Roommates continues Happy Madison's unlikely Netflix streak of teen girl comedies
Shining a comedic light on the female college experience, this amiable yet unbalanced film is pretty solid Sandler nepotism.
Photo: Netflix
For years, Happy Madison has been the go-to home for Adam Sandler and his cohort of Gen X buddies like Rob Schneider, David Spade, and Kevin James. But a funny thing has happened now that Sandler’s nepotistic productions have switched from including his friends to his literal family. As The Sandman has started to create star vehicles for his two daughters, Happy Madison has somewhat improbably become a thriving ecosystem for female-directed movies about the teen girl experience. Sunny Sandler lovingly explored the woes of middle school in the sweet surprise You Are So Not Invited To My Bat Mitzvah and will tackle high school musicals later this year in Don’t Say Good Luck. Now her older sister Sadie is charting the highs and lows of the freshman college experience with Netflix’s amiable if half-baked comedy Roommates.

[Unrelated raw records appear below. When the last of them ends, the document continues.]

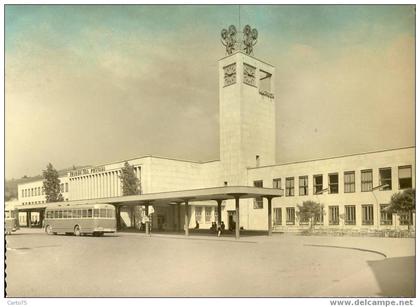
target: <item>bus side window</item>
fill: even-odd
[[[93,209],[93,217],[99,217],[99,209]]]
[[[106,218],[106,209],[99,209],[100,211],[100,217]]]
[[[73,215],[73,218],[80,219],[79,210],[73,209],[72,215]]]
[[[114,218],[114,210],[106,209],[106,217],[109,218],[109,219],[113,219]]]

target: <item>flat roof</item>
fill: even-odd
[[[204,189],[192,189],[192,190],[181,190],[181,191],[169,191],[169,192],[157,192],[147,193],[141,195],[129,195],[129,196],[117,196],[117,197],[105,197],[105,198],[94,198],[94,199],[81,199],[72,200],[65,202],[56,203],[45,203],[36,205],[20,205],[16,206],[16,209],[40,209],[46,208],[47,206],[53,206],[63,203],[72,205],[82,204],[124,204],[124,205],[171,205],[176,203],[196,201],[208,201],[208,200],[226,200],[235,199],[235,196],[239,198],[256,198],[256,197],[281,197],[283,196],[283,190],[272,189],[272,188],[257,188],[257,187],[245,187],[245,186],[223,186],[213,187]],[[216,203],[215,203],[216,205]]]

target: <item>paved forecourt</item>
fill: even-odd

Indeed, both the strength and weakness of Roommates is that it’s trying to be two movies in one. There’s a delightfully absurdist streak to an opening where two contemporary college roommates (Storm Reid and Ivy Wolk) have what amounts to a very messy public breakup on the lawn outside their dorm. After screaming about bloody pads and tossing air fryers out a third-story window, they’re called into the office of the Dean Of Student Life (Saturday Night Live‘s Sarah Sherman). To scare them straight, she decides to recount the story of another pair of troubled roommates whose initial friendship curdled into something much thornier.
Thus the film flashes back to introduce Devon (Sandler), an academically gifted but largely friendless high school grad determined that college will finally be her time to shine. Though her try-hard ways don’t initially pay off at a pre-college wildness bonding excursion, she eventually clicks with nonchalant cool girl Celeste (Chloe East). Their fast friendship makes it easy to say yes to sharing a dorm room in the fall. Once they actually move in, however, the usual minor roommate issues (stealing clothes, not using headphones at 2 AM) slowly escalate into some much bigger red flags, including Celeste enmeshing herself with Devon’s family and hooking up with a guy in Devon’s bed.